Impact of Design Choices on the Life Cycle Energy of Modern Buildings

Traditionally, the embodied energy of design choices which reduce operational energy were assumed to have a negligible impact on the life cycle energy of buildings. However with new buildings having considerably lower operational energy, the significance of embodied energy increases. A life cycle assessment of a population of house designs was conducted in a mild and mixed climate zone. It was determined not only that embodied energy dominates life cycle energy, but that the impact on embodied of design choices was of equal significance to the impact on operational energy.

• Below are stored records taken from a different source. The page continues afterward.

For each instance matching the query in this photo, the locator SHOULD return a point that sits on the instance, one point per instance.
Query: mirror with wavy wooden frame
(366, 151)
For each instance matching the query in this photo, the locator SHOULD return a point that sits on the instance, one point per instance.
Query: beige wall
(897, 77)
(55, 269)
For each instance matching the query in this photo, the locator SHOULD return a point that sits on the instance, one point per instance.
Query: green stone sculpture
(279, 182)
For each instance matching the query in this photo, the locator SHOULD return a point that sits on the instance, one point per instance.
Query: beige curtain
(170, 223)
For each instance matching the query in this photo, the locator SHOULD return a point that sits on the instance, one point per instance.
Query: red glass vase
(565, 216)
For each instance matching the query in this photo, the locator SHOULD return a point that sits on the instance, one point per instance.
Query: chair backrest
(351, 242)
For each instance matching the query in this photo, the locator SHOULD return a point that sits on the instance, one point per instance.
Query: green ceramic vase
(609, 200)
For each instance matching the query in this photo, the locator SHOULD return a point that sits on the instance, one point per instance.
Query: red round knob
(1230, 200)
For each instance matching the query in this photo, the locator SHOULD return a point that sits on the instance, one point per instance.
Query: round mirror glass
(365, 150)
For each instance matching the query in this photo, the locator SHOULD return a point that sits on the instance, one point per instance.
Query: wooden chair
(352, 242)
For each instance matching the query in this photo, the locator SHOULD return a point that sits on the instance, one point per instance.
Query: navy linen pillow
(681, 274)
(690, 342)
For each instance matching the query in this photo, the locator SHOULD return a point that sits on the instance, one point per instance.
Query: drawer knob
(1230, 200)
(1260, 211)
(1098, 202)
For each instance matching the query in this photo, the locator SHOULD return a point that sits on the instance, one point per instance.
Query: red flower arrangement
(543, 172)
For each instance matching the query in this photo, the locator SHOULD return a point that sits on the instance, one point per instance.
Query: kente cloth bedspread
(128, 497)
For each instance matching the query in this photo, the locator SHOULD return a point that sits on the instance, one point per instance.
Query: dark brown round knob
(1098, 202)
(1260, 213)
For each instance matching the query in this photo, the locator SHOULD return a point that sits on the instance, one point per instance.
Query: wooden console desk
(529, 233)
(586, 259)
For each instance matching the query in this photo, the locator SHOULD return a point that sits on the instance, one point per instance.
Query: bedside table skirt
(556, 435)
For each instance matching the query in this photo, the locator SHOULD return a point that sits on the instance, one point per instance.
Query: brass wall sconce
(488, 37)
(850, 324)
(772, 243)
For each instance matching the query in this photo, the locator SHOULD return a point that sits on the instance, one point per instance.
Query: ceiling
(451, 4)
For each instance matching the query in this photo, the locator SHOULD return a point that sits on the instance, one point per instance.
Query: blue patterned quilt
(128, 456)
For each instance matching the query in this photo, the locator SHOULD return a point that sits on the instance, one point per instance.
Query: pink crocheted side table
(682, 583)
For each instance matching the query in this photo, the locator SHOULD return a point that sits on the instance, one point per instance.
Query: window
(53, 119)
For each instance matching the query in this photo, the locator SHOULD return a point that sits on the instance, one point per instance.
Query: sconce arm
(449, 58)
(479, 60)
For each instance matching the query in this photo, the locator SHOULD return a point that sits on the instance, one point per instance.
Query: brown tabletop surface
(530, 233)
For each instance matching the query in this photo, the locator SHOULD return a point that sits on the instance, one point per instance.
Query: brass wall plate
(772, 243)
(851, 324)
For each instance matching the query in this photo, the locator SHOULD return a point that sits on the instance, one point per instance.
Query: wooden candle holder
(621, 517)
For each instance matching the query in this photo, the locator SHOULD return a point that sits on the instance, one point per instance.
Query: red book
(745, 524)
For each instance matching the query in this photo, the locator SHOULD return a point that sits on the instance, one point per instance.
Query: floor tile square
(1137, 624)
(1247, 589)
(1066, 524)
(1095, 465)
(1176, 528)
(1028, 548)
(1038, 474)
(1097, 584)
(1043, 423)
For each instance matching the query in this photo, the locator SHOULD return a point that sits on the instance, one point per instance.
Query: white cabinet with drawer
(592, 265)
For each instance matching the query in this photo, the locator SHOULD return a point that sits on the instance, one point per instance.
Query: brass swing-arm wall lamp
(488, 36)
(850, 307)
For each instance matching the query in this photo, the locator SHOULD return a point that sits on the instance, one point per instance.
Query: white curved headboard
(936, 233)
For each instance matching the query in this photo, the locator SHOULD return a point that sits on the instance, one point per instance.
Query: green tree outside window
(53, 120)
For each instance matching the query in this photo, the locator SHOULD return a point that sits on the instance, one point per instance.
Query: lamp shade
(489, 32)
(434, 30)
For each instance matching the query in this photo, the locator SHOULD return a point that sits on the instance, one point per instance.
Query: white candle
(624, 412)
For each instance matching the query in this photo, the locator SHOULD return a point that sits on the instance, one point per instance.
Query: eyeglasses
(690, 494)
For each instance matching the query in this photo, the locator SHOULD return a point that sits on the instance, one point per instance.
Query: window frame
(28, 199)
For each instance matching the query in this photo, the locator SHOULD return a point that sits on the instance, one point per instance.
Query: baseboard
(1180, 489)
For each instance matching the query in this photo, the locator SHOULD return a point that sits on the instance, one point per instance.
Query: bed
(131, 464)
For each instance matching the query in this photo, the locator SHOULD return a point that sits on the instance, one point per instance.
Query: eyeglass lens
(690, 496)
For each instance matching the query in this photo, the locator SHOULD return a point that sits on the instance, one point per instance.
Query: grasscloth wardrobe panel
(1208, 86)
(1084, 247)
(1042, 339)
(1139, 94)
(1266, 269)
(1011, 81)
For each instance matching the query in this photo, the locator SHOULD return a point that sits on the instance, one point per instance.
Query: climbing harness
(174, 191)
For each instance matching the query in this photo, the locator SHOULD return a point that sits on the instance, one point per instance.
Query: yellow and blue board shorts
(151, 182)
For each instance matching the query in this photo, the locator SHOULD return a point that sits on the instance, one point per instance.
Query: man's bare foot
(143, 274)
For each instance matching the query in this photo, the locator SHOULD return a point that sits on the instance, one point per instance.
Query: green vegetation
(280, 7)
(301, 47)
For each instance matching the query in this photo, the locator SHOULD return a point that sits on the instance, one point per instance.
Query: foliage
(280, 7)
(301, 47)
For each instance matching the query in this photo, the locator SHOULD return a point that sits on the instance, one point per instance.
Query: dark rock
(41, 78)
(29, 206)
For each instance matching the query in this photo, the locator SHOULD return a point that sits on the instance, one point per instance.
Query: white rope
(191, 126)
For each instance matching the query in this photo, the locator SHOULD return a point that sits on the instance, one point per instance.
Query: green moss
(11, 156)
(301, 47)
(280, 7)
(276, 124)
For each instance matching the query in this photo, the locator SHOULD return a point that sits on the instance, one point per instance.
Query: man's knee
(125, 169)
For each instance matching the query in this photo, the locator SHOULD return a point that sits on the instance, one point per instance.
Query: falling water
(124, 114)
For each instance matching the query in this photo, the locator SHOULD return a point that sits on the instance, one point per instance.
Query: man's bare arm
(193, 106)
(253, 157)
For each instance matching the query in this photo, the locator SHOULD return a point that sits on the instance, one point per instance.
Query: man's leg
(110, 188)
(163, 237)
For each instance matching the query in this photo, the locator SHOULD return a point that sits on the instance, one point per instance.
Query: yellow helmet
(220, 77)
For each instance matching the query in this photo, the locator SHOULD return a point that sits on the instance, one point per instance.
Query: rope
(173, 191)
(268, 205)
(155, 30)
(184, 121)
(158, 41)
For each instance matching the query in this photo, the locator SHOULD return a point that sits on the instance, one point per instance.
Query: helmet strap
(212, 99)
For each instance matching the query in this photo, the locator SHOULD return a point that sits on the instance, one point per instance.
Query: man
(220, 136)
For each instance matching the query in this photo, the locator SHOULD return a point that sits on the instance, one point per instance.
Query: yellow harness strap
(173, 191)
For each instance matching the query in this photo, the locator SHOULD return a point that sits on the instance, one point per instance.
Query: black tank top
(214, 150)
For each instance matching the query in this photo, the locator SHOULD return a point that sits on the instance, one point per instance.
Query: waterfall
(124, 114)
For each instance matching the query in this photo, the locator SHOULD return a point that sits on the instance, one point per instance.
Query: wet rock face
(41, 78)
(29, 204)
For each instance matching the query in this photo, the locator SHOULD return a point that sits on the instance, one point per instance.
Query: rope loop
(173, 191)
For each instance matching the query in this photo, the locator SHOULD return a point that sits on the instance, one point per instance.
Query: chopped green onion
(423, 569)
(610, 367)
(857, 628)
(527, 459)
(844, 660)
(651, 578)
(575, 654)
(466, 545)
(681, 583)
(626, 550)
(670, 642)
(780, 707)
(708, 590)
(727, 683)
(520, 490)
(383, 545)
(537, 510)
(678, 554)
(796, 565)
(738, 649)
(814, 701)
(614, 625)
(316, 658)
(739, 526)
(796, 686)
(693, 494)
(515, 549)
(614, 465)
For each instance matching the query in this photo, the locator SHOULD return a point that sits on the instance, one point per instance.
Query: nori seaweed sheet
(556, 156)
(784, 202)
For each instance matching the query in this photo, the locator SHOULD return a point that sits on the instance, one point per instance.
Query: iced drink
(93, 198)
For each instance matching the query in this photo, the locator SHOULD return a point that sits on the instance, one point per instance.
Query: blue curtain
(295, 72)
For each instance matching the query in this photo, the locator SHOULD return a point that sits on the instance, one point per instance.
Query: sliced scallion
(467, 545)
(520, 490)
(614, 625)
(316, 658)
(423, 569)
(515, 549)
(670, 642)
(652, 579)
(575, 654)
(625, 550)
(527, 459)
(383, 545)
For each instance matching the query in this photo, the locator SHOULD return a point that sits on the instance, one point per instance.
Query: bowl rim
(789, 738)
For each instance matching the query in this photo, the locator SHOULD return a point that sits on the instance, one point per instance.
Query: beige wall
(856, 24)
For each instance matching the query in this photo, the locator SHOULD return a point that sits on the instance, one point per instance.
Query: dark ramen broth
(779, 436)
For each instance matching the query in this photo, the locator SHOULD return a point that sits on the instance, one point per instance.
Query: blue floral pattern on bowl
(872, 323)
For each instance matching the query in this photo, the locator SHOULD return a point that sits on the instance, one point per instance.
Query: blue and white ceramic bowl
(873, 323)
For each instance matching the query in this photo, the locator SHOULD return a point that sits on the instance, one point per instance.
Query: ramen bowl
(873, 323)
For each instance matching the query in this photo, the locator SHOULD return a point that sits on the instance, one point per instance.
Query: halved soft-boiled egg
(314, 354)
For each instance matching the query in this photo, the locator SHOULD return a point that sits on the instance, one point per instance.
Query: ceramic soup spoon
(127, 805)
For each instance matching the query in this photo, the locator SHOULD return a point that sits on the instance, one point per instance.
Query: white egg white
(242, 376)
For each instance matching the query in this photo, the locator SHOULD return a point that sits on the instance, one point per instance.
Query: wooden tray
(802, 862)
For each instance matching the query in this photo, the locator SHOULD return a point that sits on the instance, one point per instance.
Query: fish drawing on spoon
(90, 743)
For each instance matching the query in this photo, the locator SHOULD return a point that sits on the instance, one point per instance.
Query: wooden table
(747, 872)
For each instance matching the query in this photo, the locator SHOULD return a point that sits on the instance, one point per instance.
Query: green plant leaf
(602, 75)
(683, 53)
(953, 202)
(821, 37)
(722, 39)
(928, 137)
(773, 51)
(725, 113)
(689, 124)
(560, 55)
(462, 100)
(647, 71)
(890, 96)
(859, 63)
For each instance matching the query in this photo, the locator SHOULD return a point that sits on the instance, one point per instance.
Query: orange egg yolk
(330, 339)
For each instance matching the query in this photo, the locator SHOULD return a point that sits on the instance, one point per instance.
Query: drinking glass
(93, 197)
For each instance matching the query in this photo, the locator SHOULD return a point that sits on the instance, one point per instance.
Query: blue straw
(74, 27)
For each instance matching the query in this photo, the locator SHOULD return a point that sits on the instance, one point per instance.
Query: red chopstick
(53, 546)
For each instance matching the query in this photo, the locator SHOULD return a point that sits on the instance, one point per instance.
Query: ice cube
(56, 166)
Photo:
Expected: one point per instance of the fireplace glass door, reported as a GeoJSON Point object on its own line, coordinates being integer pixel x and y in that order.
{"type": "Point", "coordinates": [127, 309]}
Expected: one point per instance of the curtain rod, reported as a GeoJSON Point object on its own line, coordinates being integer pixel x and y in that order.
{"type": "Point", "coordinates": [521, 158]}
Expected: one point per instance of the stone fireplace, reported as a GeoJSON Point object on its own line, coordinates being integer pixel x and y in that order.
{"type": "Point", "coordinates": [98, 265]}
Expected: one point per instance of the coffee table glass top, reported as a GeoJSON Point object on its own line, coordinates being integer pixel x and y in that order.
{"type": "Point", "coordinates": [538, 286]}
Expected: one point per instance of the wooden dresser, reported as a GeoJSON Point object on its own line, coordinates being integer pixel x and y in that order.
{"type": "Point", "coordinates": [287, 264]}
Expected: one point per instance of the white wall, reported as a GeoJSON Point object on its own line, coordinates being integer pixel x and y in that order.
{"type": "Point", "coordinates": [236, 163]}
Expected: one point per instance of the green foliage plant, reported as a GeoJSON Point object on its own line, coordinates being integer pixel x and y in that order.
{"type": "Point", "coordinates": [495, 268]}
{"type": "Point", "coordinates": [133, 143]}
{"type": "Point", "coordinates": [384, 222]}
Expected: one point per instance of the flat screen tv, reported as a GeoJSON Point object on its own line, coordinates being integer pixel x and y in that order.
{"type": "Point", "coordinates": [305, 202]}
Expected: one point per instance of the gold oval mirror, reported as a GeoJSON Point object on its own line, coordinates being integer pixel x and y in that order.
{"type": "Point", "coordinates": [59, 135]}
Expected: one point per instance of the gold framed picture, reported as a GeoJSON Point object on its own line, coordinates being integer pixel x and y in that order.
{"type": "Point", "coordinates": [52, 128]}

Optimisation of A Phase Change Thermal Storage System

PCMs have always been viewed as a suitable candidate for off peak thermal storage, particularly for refrigeration systems, due to the high latent energy densities of these materials. However, due to the need to have them encapsulated within a container this density is reduced. Furthermore, PCMs have a low thermal conductivity which reduces the useful amount of energy which can be stored. To consider these factors, the true energy storage density of a PCM system was proposed and optimised for PCMs encapsulated in slabs. Using a validated numerical model of the system, a parametric study was undertaken to investigate the impact of the slab thickness, gap between slabs and the mass flow rate. The study showed that, when optimised, a PCM system can deliver a true energy storage density between 53% and 83% of the latent energy density of the PCM.